The normal operation of the lower-extremity venous system relies on the venous valves and a complex system of impulse-aspiration pumps [18]. CMP, the most important pump in the lower limb, is the motive force to return blood to the heart; an inefficient CMP may lead to chronic venous insufficiency [19,20]. Whole-body flexibility and coordination can be improved using the knowledge that the CMP depends on ankle joint mobility and competency of veins, and that active movement has better results in the prevention of DVT than passive movement [21]. Therefore, we believe that active ankle movement can activate the CMP and thus promote vein circulation in the lower limbs and prevent formation of post-operative DVT in patients undergoing lower-extremity orthopedic surgery. In our case-control study we observed significantly higher MVO and MVC and markedly improved blood rheology in the cases on the 14th day than in the controls. Thus, it is safe to conclude that active ankle movement combined intervention has better efficacy than routine nursing in promoting venous return in the lower limbs and avoiding vein stasis. Concordantly, Sochart and Hardinge also suggested that ankle joint movement is an effective way to prevent post-operative DVT due to its ability to increase venous return in the lower limbs [22]. A reasonable explanation for this result is that during ankle joint movements, the calf muscle contracts and compresses the intramuscular and deep veins, raising venous pressure and propelling blood from the lower limb toward the heart [23]. Following the raised venous pressure, MVO and MVC is increased and the blood velocity increases. In this regard, active ankle movement could be considered as an effective way to prevent development of DVT.

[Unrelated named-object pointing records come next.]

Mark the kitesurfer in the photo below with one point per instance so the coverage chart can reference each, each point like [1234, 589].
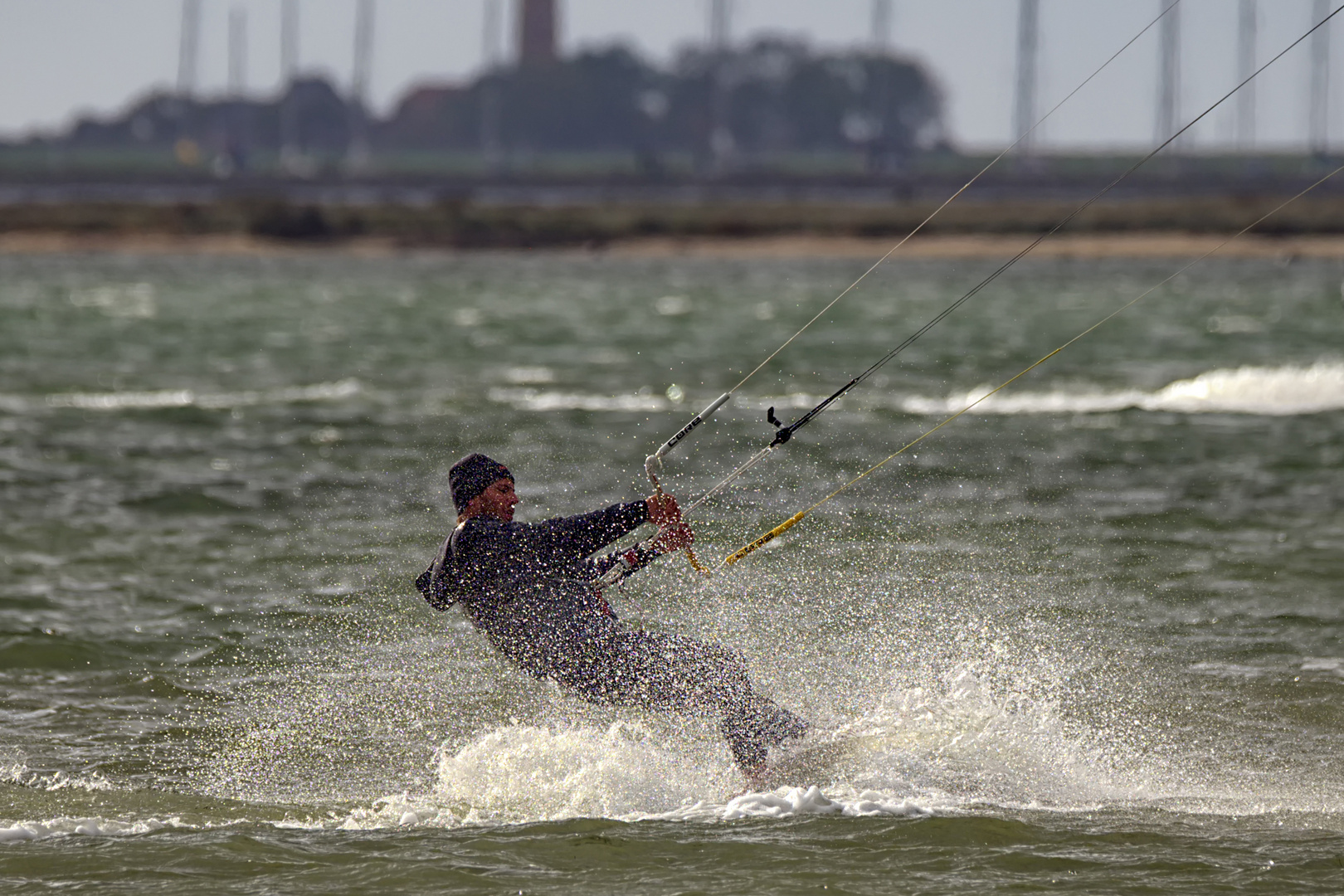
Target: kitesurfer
[530, 587]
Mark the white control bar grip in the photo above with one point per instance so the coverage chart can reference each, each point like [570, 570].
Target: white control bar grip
[655, 460]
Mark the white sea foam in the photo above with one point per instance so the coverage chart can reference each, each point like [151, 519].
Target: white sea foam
[535, 399]
[91, 826]
[190, 398]
[912, 755]
[1280, 391]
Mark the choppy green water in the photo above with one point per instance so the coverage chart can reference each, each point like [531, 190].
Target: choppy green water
[1088, 640]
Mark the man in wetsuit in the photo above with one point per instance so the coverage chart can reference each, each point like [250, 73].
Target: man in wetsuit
[531, 589]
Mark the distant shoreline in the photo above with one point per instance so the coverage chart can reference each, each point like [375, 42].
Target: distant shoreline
[944, 246]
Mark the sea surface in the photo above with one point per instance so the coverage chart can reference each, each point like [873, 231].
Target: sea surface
[1088, 637]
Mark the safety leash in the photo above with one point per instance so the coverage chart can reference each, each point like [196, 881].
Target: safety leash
[797, 518]
[654, 462]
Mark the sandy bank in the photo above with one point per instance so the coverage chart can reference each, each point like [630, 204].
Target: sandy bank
[1138, 245]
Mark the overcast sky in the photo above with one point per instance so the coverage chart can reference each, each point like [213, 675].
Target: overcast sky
[63, 58]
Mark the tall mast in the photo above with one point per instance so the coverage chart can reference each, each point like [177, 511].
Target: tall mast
[187, 47]
[236, 51]
[1029, 47]
[1319, 117]
[288, 74]
[1246, 26]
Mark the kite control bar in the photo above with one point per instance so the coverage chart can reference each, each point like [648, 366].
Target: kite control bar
[652, 465]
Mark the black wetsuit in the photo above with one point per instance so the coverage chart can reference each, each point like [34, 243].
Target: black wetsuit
[530, 589]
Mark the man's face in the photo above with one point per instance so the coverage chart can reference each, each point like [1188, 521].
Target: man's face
[498, 500]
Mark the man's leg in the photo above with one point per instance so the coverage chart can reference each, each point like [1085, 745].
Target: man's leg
[656, 670]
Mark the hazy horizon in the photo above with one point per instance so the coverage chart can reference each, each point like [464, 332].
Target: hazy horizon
[113, 54]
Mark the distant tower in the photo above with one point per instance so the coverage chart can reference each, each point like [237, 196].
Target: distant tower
[236, 51]
[721, 24]
[880, 26]
[1319, 119]
[1029, 47]
[288, 41]
[537, 32]
[1168, 73]
[1246, 23]
[187, 49]
[492, 46]
[360, 74]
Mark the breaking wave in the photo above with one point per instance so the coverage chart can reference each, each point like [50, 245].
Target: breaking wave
[1278, 391]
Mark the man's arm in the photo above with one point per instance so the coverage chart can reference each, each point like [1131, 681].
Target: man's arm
[672, 536]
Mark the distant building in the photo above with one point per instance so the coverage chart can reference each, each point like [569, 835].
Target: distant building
[537, 32]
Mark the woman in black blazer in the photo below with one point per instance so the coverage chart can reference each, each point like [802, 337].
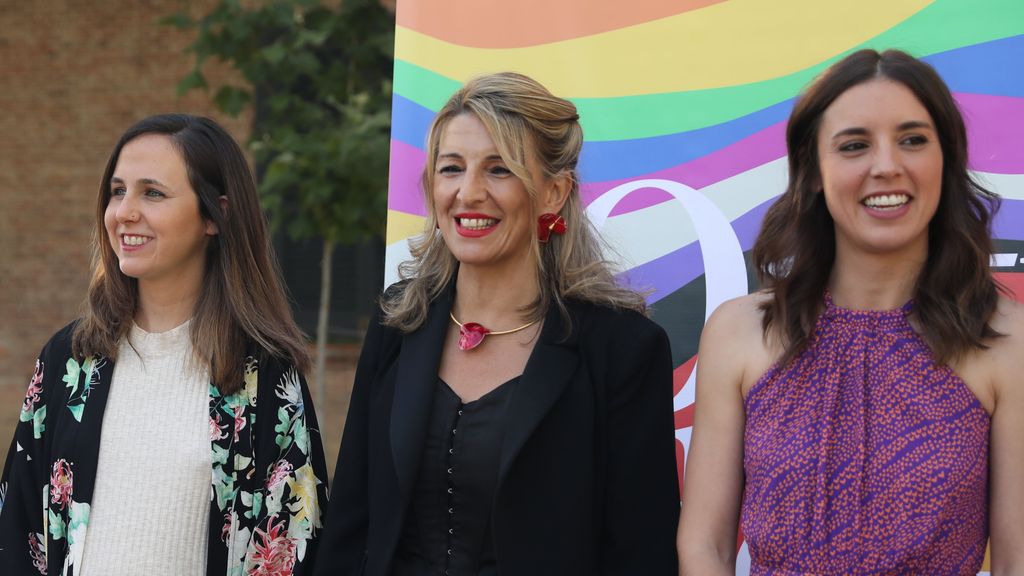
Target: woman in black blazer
[542, 444]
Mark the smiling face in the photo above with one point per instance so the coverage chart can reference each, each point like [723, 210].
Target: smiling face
[881, 164]
[153, 219]
[484, 212]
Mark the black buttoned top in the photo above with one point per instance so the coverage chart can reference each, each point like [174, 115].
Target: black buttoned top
[448, 529]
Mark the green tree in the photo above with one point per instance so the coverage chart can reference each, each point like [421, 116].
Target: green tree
[320, 84]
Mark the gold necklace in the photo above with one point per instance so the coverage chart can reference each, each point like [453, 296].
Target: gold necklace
[471, 333]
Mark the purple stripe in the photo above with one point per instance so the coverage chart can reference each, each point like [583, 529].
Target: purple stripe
[403, 182]
[675, 270]
[758, 149]
[1009, 222]
[995, 131]
[995, 126]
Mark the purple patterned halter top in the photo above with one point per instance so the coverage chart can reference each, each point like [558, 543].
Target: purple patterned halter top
[863, 456]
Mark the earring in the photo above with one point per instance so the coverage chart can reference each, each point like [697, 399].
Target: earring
[549, 223]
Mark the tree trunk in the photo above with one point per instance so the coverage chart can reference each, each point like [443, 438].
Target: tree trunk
[322, 323]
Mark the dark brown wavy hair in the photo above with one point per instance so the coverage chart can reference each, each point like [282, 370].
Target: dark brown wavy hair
[955, 294]
[242, 303]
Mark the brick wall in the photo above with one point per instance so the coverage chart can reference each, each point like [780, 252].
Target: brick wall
[74, 75]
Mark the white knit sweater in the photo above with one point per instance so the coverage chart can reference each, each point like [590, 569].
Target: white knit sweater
[151, 508]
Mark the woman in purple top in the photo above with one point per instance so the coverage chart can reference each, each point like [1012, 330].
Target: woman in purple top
[873, 420]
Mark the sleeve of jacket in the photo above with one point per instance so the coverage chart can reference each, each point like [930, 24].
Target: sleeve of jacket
[642, 490]
[344, 541]
[293, 489]
[23, 504]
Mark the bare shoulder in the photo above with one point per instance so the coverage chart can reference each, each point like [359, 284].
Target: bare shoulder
[734, 340]
[738, 316]
[1006, 355]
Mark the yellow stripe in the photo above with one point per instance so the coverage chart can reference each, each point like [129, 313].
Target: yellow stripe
[401, 225]
[724, 44]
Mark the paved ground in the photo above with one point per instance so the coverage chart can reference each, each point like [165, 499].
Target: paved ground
[340, 371]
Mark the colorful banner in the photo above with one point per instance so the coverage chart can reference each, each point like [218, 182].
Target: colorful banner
[683, 104]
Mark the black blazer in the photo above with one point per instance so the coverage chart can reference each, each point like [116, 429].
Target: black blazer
[587, 481]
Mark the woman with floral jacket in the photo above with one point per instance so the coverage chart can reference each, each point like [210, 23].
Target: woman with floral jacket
[170, 430]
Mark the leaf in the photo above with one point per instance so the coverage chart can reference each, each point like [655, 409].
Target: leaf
[284, 439]
[274, 52]
[76, 411]
[56, 525]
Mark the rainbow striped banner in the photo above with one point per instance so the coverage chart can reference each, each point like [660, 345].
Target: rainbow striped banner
[687, 100]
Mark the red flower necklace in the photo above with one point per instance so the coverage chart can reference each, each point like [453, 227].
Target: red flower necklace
[471, 333]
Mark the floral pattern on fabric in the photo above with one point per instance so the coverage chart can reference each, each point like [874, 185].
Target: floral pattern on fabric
[266, 527]
[31, 411]
[267, 484]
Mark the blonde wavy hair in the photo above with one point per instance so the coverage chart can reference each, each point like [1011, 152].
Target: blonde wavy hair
[522, 118]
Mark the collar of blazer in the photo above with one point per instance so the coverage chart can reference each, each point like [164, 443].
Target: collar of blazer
[548, 371]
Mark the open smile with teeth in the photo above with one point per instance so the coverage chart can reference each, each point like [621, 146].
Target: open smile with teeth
[886, 201]
[132, 240]
[476, 223]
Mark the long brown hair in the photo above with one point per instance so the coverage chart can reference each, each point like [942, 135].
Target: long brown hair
[522, 118]
[242, 302]
[955, 294]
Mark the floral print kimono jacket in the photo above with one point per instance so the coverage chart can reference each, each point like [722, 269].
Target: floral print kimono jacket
[267, 469]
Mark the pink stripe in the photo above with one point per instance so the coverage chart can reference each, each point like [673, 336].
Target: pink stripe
[737, 158]
[403, 183]
[995, 132]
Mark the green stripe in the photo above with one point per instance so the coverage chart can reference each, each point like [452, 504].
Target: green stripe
[940, 27]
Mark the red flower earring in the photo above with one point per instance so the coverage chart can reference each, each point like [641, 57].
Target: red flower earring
[549, 223]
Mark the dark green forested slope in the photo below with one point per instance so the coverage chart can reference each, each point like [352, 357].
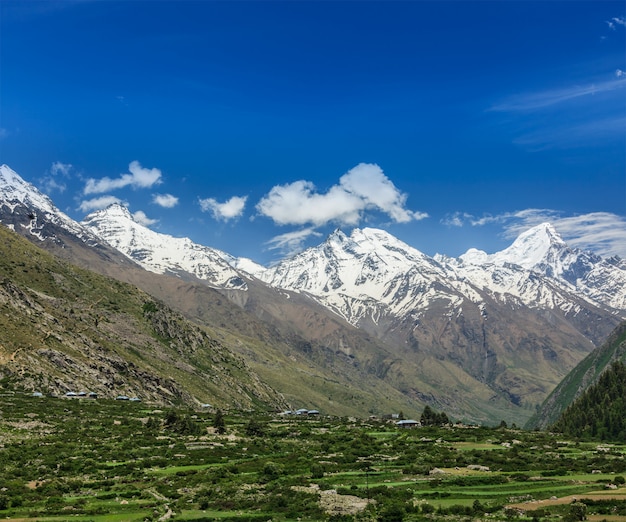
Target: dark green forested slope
[584, 375]
[600, 412]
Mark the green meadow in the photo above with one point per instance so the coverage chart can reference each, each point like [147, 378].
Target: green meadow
[80, 459]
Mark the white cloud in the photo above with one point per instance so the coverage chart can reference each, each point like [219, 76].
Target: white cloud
[456, 220]
[165, 200]
[139, 177]
[614, 22]
[365, 187]
[90, 205]
[291, 242]
[141, 218]
[50, 182]
[62, 169]
[231, 209]
[603, 233]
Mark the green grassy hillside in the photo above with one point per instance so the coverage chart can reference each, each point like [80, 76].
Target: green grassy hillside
[585, 374]
[66, 329]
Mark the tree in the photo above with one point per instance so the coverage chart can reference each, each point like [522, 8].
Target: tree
[218, 422]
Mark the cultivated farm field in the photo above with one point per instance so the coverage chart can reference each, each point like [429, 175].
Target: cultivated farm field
[84, 459]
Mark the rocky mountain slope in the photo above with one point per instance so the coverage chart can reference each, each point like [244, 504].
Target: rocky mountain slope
[377, 323]
[65, 329]
[290, 342]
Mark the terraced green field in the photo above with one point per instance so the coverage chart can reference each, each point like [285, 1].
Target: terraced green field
[79, 459]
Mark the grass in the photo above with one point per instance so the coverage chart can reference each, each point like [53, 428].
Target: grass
[103, 460]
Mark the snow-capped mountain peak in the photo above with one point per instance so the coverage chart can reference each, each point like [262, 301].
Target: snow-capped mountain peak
[532, 247]
[13, 189]
[36, 209]
[162, 253]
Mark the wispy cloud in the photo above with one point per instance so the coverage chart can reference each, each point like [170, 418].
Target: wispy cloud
[101, 202]
[291, 243]
[141, 218]
[363, 188]
[52, 180]
[603, 233]
[165, 200]
[231, 209]
[548, 98]
[138, 177]
[615, 22]
[582, 134]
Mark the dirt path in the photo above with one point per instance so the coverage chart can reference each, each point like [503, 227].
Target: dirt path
[529, 505]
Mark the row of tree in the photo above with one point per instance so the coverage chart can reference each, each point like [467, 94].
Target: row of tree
[600, 412]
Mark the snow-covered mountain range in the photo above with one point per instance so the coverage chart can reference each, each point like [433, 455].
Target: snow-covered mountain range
[485, 335]
[371, 273]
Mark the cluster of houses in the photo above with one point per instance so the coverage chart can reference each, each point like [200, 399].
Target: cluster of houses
[92, 395]
[301, 411]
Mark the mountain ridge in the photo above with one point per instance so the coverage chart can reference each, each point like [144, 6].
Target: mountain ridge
[481, 341]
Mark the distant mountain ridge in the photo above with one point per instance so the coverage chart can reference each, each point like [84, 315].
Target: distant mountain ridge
[161, 253]
[482, 337]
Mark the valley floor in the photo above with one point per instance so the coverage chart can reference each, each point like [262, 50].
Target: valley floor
[113, 461]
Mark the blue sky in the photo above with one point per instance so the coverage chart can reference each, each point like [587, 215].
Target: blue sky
[259, 127]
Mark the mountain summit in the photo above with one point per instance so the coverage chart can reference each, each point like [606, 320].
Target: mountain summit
[161, 253]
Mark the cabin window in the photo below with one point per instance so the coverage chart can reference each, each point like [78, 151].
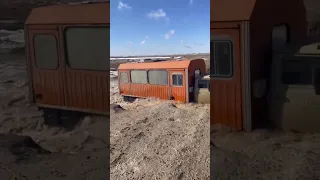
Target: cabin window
[177, 79]
[87, 48]
[124, 77]
[46, 53]
[221, 63]
[203, 84]
[158, 77]
[139, 76]
[280, 37]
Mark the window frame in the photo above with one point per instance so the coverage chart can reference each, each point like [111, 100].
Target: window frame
[177, 73]
[223, 38]
[288, 35]
[139, 70]
[148, 79]
[65, 46]
[57, 50]
[128, 79]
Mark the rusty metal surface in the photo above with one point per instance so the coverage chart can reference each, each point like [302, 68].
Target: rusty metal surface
[47, 84]
[88, 90]
[159, 65]
[226, 93]
[161, 91]
[98, 13]
[66, 88]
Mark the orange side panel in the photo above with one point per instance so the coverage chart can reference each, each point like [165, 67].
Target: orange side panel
[88, 90]
[148, 90]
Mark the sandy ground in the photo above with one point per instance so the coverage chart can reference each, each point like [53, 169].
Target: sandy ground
[152, 139]
[78, 154]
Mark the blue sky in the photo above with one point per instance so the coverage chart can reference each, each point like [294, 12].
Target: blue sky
[158, 27]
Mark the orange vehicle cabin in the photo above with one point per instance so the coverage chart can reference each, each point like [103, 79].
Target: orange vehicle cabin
[244, 34]
[168, 80]
[68, 57]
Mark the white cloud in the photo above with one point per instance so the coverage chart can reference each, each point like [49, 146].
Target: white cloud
[169, 34]
[122, 5]
[145, 39]
[157, 14]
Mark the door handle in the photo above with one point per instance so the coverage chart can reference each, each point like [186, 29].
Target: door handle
[38, 96]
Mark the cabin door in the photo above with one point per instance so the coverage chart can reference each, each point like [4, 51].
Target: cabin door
[47, 68]
[124, 82]
[178, 90]
[225, 81]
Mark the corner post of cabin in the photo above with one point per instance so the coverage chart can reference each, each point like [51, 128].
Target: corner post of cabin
[246, 79]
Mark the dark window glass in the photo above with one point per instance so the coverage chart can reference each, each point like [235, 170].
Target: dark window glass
[222, 58]
[159, 77]
[139, 76]
[203, 84]
[124, 77]
[297, 74]
[177, 80]
[46, 53]
[88, 48]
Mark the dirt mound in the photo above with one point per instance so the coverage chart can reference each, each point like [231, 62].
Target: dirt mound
[22, 147]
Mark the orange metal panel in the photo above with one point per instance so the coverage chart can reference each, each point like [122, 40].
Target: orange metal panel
[148, 90]
[124, 87]
[225, 94]
[178, 92]
[157, 65]
[48, 85]
[88, 89]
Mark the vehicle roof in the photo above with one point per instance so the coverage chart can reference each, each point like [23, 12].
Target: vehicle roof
[183, 64]
[231, 10]
[81, 13]
[311, 49]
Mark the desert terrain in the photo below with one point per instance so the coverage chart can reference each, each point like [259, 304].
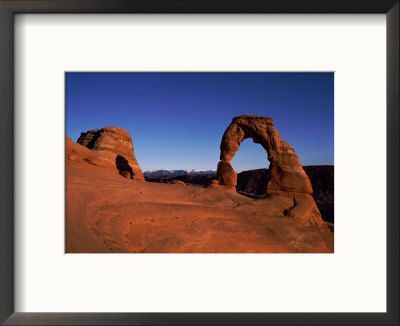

The recorded incidence of DVT during the experiment and follow-up show that the case group had significantly fewer patients with asymptomatic DVT and patients with symptomatic DVT than the control group, suggesting that the active ankle movement combined intervention has better efficacy in reducing the incidence of post-operative DVT compared to routine nursing. Consistent with our results, Palamone et al. reported that foot and ankle exercises have a promising role in reducing DVT incidence in neurological surgery intensive care patients when these exercises are diligently adhered to [24]. Sa-Ngasoongsong et al. also recommended active ankle motion to prevent DVT during post-surgery recovery [25].
Conclusions
We provided evidence that active ankle movement can produce higher MVC and MVO and faster blood velocity, possibly through the activation of the CMP, and it promotes venous return and vein circulation. We believe that the active ankle movement combined intervention is effective in preventing the formation of lower-extremity DVT after orthopedic surgery, accelerating postoperative recovery and improving patient satisfaction. However, further research with larger sample sizes is needed to confirm our results.
Footnotes
Competing interests
The authors have declared that no competing interests exist.